Droit au travail ? Plutôt devoir ontologique de travailler ! Le droit au travail ne devra jamais vraiment exister.

Dans le premier discours du nouveau président de la République italienne, Mattarella, ainsi que dans les médias et dans la bouche bien rassasiée des syndicalistes, on rencontre cette formule programmatique et standardisée de « droit au travail ». Toute la gauche européenne (mais aussi de centre et parfois de droite !) soutient cette formule complètement
Désormais, lorsque j’entends le mot « droit » mes oreilles se dressent : la litanie des droits, depuis plus d’une cinquantaine d’années, a déferlée avec une fréquence telle que même mon esprit, plutôt paresseux, s’éveille. Nous vivons dans une société et dans une ère de droits. Tout est devenu d’office un droit. Chaque minorité en réclame des quantités. Et nos sociétés, le répètent aussi assez souvent, sont constituées d’innombrables minorités. Nos parlements occidentaux ne pensent ainsi qu’à légiférer pour contenter les profusions de requêtes toutes qualifiées de droits urgents.
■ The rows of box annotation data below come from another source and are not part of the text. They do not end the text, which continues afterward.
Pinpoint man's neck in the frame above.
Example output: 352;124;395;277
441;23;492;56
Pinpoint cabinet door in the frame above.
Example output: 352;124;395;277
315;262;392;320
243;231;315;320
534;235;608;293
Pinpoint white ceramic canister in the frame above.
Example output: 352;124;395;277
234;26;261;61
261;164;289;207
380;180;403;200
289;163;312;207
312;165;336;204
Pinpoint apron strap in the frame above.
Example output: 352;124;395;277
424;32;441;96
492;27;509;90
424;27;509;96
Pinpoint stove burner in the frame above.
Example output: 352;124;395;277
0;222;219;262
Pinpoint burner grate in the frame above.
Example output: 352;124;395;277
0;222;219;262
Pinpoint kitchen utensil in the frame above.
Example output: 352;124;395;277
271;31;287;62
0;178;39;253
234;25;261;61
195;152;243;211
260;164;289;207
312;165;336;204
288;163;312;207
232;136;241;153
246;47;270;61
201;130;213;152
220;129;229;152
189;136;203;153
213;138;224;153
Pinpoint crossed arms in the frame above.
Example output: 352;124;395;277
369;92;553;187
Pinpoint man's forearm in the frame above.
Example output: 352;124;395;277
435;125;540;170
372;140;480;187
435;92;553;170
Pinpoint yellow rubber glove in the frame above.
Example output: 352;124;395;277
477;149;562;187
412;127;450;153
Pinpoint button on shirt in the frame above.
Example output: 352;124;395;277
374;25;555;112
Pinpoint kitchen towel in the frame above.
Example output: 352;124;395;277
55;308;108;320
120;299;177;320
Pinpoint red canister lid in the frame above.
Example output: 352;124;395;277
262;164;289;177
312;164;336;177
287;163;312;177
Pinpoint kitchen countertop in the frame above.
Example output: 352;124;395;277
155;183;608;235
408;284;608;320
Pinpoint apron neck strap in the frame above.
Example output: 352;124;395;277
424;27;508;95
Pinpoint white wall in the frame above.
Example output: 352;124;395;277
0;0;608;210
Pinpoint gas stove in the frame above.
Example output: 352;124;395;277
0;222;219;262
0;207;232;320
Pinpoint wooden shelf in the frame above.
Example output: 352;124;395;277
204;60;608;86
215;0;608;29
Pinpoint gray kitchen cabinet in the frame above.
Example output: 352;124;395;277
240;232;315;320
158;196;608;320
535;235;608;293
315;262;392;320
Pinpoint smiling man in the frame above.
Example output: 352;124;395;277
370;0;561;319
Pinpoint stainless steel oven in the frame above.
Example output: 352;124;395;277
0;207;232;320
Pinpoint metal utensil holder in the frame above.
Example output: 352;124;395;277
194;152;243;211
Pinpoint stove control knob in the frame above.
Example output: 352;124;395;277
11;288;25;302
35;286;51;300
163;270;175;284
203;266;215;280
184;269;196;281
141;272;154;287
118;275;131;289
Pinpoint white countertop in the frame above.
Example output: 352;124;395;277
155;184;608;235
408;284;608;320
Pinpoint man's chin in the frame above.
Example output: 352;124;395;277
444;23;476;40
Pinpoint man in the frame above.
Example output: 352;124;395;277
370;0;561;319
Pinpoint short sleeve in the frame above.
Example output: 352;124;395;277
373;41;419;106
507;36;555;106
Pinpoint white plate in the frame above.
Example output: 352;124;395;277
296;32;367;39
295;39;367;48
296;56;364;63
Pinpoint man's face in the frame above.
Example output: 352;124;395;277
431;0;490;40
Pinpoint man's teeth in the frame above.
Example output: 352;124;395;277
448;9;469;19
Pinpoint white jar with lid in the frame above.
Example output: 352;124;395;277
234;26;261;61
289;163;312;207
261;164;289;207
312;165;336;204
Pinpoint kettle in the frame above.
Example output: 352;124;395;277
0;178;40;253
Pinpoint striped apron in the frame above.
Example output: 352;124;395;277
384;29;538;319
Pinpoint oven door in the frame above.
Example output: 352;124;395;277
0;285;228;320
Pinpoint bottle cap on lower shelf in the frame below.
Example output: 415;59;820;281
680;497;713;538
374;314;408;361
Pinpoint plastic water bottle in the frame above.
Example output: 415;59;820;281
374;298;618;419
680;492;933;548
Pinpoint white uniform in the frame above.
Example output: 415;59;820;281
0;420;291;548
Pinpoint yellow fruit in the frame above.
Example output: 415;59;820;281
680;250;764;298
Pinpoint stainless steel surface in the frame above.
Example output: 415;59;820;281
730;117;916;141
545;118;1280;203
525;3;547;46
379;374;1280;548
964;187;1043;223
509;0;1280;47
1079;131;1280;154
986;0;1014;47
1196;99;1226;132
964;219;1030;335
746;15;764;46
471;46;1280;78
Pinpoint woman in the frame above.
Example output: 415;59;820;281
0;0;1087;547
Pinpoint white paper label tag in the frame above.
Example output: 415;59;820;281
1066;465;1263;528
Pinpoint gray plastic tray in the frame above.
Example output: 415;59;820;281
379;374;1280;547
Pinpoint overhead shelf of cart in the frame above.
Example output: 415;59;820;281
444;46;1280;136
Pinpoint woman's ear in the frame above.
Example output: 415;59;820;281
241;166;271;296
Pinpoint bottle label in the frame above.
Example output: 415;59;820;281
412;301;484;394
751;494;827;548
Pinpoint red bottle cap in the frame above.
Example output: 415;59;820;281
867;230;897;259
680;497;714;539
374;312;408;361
Le clientélisme électoral l’exige. Comment y faire face ? Mais c’est simple, par le biais de l’idéologie déjà appelée par le président Reagan de l’« asymétrie ». Elle était et est fondée sur l’étatisme qui se charge de tout payer avec des dettes publiques et de nouvelles taxations réglant également les intérêts colossaux conséquents. Cette vision hédoniste à gogo, ainsi jugée avec sapience par le président californien, était jugée par la soi-disant intelligentsia européenne – comme d’habitude – totalement stupide, tout en la pratiquant sans aucune modération. Et pourtant, elle s’est révélée même plus catastrophique que le président américain l’avait dit et prédit. La crise économique actuelle en est la preuve : on n’arrive pas à rembourser un euro de cette dette tout en étant obligé d’en payer chaque année des intérêts économiquement rédhibitoires. L’accumulation de ces droits, par définition infinis dans l’illimité, est devenue la deuxième cause récessive ou stagnante de cette crise, après celle de la dénatalité, qui a littéralement écrasé la demande interne de l’Occident (l’évêque de Ferrara, Luigi Negri, vient de déclarer que « sans enfants, pas de fin de crise »). Et ceci en dépit des annonces réitérées depuis plusieurs années qu’elle serait terminée, de la part de politiciens, économistes et futurologues : ce qui est terminé, tout au plus, est la récession. Là où on trouverait des « reprisettes », calculées par rapport à des récessions sévères des années précédentes comme en USA, on devrait mettre en compte soit des déficits budgétaires de 9% (en 2013 en UK), voire une très ancienne et solide structure économique libérale et non étatiste (tout de même en train de se charger d’un welfare très lourd) comme en Amérique. Bref, l’idéologie des droits est bien en course même dans les pays les plus libres.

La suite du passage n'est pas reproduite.